Bu tür mekanlar yöneticilerle halkın buluşma yerleri oluyor. Genellikle yaz ayları düzenlendiği için yöre milletvekilleri, yöreden çıkan önemli simalar, tatillerini buralarda değerlendiren ziyaretçiler de festivallere katılma imkanı buluyor. Bu bakımdan bir buluşma, kaynaşma ve görüşme zemini oluşturuyor. Bu bakımdan yararlı ve yaşatılması gerekli bir faaliyet olarak dikkat çekiyor.

Ancak şehir ve kasabalar arasında bir tür yarışa dönüşen festivallerin giderek çığırından çıktığı, toplumun tepkisine yol açan bir yoz eğlence faaliyetine dönüştüğü dikkatlerden kaçmıyor. Esasında yörede yetişen çeşitli ürünlerin tanıtılması, üreticilerle tüketicilerin buluştuğu ve ilgililerin karşı karşıya geldiği bir mekan olması gereken festivaller sadece oyun oynanıp dans edildiği, çeşitli şarkıların profesyonel belli gruplar tarafından söylendiği bir faaliyetle sınırlı kalıyor.
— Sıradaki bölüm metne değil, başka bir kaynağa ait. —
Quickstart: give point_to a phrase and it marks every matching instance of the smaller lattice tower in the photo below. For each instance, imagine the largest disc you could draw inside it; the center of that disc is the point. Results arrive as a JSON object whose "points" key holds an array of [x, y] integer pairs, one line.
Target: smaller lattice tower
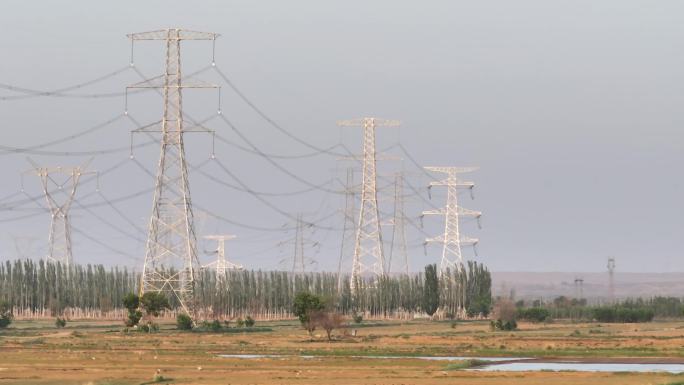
{"points": [[299, 241], [579, 288], [56, 180], [611, 277], [399, 227], [348, 226], [221, 265], [451, 239], [368, 253]]}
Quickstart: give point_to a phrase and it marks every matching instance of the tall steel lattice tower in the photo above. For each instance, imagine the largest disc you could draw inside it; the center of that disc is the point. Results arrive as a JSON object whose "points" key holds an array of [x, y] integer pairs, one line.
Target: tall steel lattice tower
{"points": [[451, 239], [171, 256], [59, 249], [611, 276], [221, 265], [348, 226], [399, 226], [368, 254]]}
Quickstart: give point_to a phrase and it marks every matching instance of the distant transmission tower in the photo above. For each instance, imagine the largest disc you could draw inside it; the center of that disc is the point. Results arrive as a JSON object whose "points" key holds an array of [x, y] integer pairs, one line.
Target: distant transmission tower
{"points": [[221, 265], [451, 239], [579, 288], [60, 228], [171, 256], [368, 254], [299, 241], [349, 225], [399, 225], [611, 282]]}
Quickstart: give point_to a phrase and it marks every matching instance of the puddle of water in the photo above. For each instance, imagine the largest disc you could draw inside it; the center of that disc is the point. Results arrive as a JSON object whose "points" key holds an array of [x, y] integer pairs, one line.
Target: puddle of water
{"points": [[426, 358], [580, 367], [504, 364]]}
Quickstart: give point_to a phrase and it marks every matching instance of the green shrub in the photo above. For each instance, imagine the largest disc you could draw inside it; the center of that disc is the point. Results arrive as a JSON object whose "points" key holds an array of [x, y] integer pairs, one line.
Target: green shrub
{"points": [[214, 326], [358, 318], [622, 314], [503, 325], [534, 314], [133, 318], [6, 315], [60, 322], [183, 322]]}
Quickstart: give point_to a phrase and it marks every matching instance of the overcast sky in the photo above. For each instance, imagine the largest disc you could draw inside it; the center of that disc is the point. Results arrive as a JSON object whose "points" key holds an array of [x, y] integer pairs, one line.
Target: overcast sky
{"points": [[571, 109]]}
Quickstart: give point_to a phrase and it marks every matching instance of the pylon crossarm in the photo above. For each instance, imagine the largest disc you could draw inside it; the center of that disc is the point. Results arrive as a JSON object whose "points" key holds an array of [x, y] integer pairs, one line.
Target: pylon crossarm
{"points": [[452, 170], [447, 182], [158, 82], [182, 34], [469, 213], [434, 212], [469, 241]]}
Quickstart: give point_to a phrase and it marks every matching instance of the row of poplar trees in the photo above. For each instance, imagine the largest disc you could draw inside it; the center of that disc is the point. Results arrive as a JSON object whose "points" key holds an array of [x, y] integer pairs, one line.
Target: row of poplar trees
{"points": [[37, 289]]}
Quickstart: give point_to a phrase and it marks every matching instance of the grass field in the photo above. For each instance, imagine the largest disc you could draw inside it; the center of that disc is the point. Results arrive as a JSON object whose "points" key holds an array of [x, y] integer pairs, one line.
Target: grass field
{"points": [[35, 352]]}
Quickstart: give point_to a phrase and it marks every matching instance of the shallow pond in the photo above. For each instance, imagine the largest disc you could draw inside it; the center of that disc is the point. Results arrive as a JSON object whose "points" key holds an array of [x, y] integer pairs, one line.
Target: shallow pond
{"points": [[426, 358], [503, 364], [580, 367]]}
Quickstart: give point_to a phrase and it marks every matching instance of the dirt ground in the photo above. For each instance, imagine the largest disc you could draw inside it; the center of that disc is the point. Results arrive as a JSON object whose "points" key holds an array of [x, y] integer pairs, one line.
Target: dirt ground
{"points": [[98, 353]]}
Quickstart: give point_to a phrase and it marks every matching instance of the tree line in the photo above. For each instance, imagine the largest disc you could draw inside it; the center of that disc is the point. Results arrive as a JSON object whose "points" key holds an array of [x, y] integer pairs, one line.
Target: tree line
{"points": [[37, 288]]}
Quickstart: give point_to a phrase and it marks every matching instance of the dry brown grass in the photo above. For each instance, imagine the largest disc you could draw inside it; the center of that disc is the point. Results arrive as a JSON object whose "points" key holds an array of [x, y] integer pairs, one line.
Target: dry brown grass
{"points": [[99, 353]]}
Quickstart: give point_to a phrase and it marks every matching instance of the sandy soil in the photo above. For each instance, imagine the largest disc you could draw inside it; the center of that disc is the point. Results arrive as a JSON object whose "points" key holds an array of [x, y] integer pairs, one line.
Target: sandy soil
{"points": [[100, 353]]}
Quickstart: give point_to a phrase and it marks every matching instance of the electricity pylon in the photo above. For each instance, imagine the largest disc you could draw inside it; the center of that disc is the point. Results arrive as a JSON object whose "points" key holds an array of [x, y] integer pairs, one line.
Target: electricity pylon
{"points": [[399, 225], [349, 225], [221, 264], [299, 260], [579, 288], [368, 253], [451, 239], [611, 283], [171, 252], [59, 249]]}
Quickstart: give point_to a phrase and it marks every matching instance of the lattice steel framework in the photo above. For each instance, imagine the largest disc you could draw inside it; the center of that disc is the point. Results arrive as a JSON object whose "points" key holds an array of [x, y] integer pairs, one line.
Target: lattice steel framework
{"points": [[348, 226], [59, 249], [611, 277], [171, 253], [451, 239], [368, 253], [399, 226], [221, 264]]}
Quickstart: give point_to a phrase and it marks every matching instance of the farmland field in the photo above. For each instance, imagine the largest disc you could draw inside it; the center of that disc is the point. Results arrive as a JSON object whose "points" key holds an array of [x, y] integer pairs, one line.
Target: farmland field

Mesela bir yörede "Bal ve Arı Festivali" adıyla bir festival düzenleniyor. Programa bakıyorsunuz bal ve arı ile ilgili nerede ise hiçbir şey yok. Sadece yöredeki bal üreticilerinin daha önceden teslim ettikleri ürünleriyle ilgili bir yarışmanın sonucunun açıklaması var. Ortada yörede üretilen çeşitli balların sergilendiği ne bir tezgah, ne de bir farklı ortam var. Festival günü yapılan konuşmalara bakıyorsunuz ne bal, ne de arıdan söz ediliyor. Törene gelen zevatın bildik nutukları ve akşama kadar devam eden bilinen danslar, oyunlar, şarkılar...

Festival türü toplantılar ve faaliyetler şehir ve kasabaların tanıtımı, ürünlerin sergilenmesi ve üretici ile tüketicilerin karşı karşıya gelmeleri için son derece önemli etkinliklerdir. Bu bakımdan bu tür faaliyetlerin önemsenmeleri gerekiyor. Hatta yerel otoritelerce desteklenmesi, daha verimli ve yararlı hale getirilmesi için katkı yapılması gerekiyor. Benim dikkat çekmek istediğim nokta bunun giderek yozlaşma eğilimi gösterdiği ve bir tür şarkı ve danslardan ibaret faaliyet olarak icra edilmesidir. Bir kültür festivalinde yöresel şarkıların, türkülerin söylenmesi, dansların oynanması asla yadırganmaz; ancak kiraz, bal, kavun gibi belli ürünlerle sembolize edilen festivallerde bu ürünlerden çok yöre ile hiçbir ilgisi olmayan şarkı, türkü ve danslarla gündem doldurulursa bunun festival olma özelliğinin ortadan kalktığına işaret etmek istiyorum.

Bizim bir özelliğimiz vardır; modalaşan bir şeyi çığırından çıkarır, sulandırır ve temel işlevinden uzaklaştırmakta üstümüze yoktur. Korkarım bu festivaller konusunda da benzer bir eğilim sezilmektedir. Festivalleri organize eden, bunlara destek veren yerel otoriteler, sivil toplum örgütleri ve kişilerin bu tür faaliyetlerin temel amacına dikkat etmeleri ve en fazla faydayı elde edecek şekilde programlamaları gerektiği ortadadır. Gazino türü eğlenceye dönüşen toplantılara herhalde festival demek mümkün değildir.